Ela ajustou sua posição, tensa, ouvindo atentamente os sons ao redor, quando o barulho de poeira caindo a fez esticar os sentidos. O ar parecia mais espesso, mais denso. Ela não podia negar, algo estava errado. Soluço estava ali, aparentemente tranquilo, mas o nervosismo de Lenora era palpável. Cada movimento, cada som, a fazia questionar a segurança da vila.
Ao seu lado, Leo parecia igualmente tenso, mas seu foco estava em Soluço, não na crescente apreensão no ambiente. O segundo conjunto de poeira que caiu fez Lenora virar-se rapidamente, pronta para repreender o irmão, mas ao vê-lo parado, confuso, seu estômago apertou. Algo não estava certo. De repente, a sensação horrível voltou a crescer na garganta de Lenora. Ela virou a cabeça novamente, seus olhos buscando o que quer que estivesse causando essa sensação.

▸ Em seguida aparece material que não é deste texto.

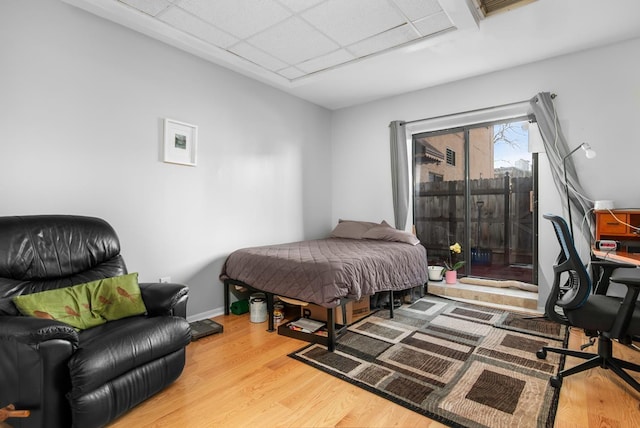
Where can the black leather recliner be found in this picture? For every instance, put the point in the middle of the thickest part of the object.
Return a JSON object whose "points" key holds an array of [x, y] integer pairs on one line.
{"points": [[86, 378]]}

Foi então que ela ouviu. Um som longo e baixo, como algo arranhando a madeira do telhado, tão sutil que poderia ter sido ignorado, mas não por ela. Ela ficou imóvel, tentando identificar o som. Mas nada mais aconteceu. O silêncio pairou, pesado, como se todos os sons do mundo tivessem sido engolidos pela escuridão. Lenora sentiu sua respiração se prender, mas não cedeu à ansiedade. Ela permaneceu focada, seus olhos percorrendo cada canto da sala abaixo, até que o som de vinho sendo servido interrompeu o silêncio.
O movimento de Soluço, saltando de repente de seu lugar, fez Lenora se enrijecer, o instinto de luta e fuga ativado instantaneamente. Ela observou o rosto de Soluço, que agora estava tenso e alerto, e o som de sua espada flamejante cortando o ar a fez sentir uma onda de proteção, mas também de preocupação. O brilho da lâmina iluminou o quarto, e foi então que ela viu. Lá, nas sombras, uma figura que nenhum deles havia notado antes. Ele estava tão discretamente presente que parecia ter se materializado do próprio ar. O homem era alto, magro, coberto de couro negro, e seu rosto, envelhecido e tenso, parecia um espectro.
O silêncio foi quebrado por sua voz, fina e cantarolante. Ele falou com uma calma desconcertante, como se estivesse em casa, como se estivesse sempre ali.
━ Oh, espero que você não se importe se eu me servir ━ disse Grimmel, o cruel, com um sorriso enigmático no rosto, enquanto tomava um gole de sua bebida com desprezo.
A presença de Grimmel era quase palpável, como uma sombra que se estendia sobre todos eles. Ele havia aparecido de uma forma que ninguém poderia ter antecipado, e o medo que Lenora sentia era profundo. O caçador de dragões estava ali, no centro da casa de Soluço, com um olhar calmo e cruel, pronto para jogar o jogo que tanto desejava. Lenora sabia que o perigo havia chegado. E agora, mais do que nunca, ela e todos ao seu redor teriam que lutar com tudo o que tinham para proteger o que mais amavam.